Parenting forums buzz and books fly off the shelf on the topic of how to get babies to ‘sleep through the night’. However, when children get a little older their sleep routine is equally important. Expanding minds, especially those who are reaching school age and beyond need sufficient sleep for the brain to learn and develop appropriately. Good sleep habits for children are essential.
Studies have shown that even an extra 30 minutes’ sleep per day can improve school marks. So just how much sleep do children need? And how can you make sure they're getting it? We've rounded up some good sleep habits for children that will help you create a sleep routine that works.
Effects of Lack of Sleep on Children
A significant number of primary school children are having, on average, 30 – 90 minutes less sleep than recommended per day. Studies have shown that ongoing loss of sleep leads to changes in behaviour and concentration that can be akin to symptoms of Attention Deficit Disorder (ADD).
Many of us are familiar with the ‘witching hour’ when children, an hour before bedtime, become increasingly cranky, irrational and tantrum prone with the onset of fatigue after a long day. With more chronic sleep deprivation (of a little as 30 minutes per day) this altered behaviour can extend to daytime hours with poor concentration and sleepiness thrown in.
So just how much sleep do children at this age need?
- Pre- schoolers (3-5 years old) require somewhere between 10-13 hours per day
- 6-13 year old still need 9-11 hours sleep per day
With busy lives, the temptation (or necessity) may be to allow children to stay up late in order for parents just to complete tasks, homework or spend a little time with their children after work. However, if you look at the time children need to get up in the morning to be in school and work backwards many children of this age may have a routine bedtime that is too late.
Good Sleep Habits for Children
Just like adults, certain things can throw off our sleep routine and we find it harder to nod off. Studies have shown:
- 30% of pre-schoolers and greater than 40% of school children have a television in their room.

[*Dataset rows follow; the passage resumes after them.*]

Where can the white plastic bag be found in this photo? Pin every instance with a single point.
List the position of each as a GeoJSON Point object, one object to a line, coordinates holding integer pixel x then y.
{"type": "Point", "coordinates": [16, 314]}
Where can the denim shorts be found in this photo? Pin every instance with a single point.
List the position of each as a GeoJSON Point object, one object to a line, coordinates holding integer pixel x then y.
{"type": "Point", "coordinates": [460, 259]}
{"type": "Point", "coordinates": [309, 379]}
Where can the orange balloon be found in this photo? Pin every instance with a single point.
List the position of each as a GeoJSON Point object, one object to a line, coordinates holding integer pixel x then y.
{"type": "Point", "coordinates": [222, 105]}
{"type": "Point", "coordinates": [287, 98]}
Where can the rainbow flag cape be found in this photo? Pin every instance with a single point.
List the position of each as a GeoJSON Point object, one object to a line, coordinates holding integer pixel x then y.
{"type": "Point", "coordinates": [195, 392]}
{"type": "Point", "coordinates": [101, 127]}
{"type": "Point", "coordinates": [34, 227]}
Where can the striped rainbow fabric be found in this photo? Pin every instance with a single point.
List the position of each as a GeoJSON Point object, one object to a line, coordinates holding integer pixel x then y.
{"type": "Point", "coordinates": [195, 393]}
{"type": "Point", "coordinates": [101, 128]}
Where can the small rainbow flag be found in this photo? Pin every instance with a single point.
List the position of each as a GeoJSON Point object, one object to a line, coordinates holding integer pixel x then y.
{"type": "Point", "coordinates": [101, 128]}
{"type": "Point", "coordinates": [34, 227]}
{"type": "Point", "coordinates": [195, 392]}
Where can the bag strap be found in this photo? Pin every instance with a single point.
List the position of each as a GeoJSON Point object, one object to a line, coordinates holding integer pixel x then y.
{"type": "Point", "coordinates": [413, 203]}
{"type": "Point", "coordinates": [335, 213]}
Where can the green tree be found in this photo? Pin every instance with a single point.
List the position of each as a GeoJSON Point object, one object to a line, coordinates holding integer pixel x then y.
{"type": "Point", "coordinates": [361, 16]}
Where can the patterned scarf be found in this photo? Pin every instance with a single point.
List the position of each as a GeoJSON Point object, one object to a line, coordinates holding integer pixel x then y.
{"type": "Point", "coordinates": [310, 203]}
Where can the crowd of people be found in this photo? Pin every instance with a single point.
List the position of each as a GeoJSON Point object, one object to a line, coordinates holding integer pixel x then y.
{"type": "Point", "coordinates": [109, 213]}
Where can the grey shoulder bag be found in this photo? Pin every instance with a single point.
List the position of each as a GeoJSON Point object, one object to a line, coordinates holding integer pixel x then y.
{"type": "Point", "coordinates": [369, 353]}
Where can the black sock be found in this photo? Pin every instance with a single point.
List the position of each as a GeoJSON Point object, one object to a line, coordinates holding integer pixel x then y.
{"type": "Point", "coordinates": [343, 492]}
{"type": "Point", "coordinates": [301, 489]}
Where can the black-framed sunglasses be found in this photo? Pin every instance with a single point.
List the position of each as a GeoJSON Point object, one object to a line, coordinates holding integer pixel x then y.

- Amongst older primary school children up to 80% have smart phones and 3 out of 4 of these use them while in bed.
- Research has shown that for adults and children alike, screen use - particularly the ‘blue light’ associated with tablets and smart phones disrupts circadian rhythms/melatonin production. This is worst when used within an hour of bedtime.
Removing these obstacles to a good night's sleep and sleep routine can make a big difference. Here are some good sleep habits for children to get on board with:
- Ensure that there's consistency at bedtime - set an early bedtime between 7pm and 8pm. This is likely to lead to a better night's sleep and enough time for them to feel fully rested.
- Cut out screens at least an hour before bed - this applies to TV, phones, ipads and computers. They can leave children feeling wired and can interfere with their ability to nod off.
- Have a well versed routine for winding down - this way your child knows what to expect come bedtime. A bath, PJs and teeth and stories (no screen time) works just as well for older children as babies.
- Make sure their room is cool, dark, quiet and comfortable to ensure they're able to sleep well - a night light can be handy if your child isn't a fan of the dark.
So if your children seem to be struggling through the day, or you're exhausted yourself due to the daily grind and interrupted sleep, adjusting the sleep habits of children and family members may just help.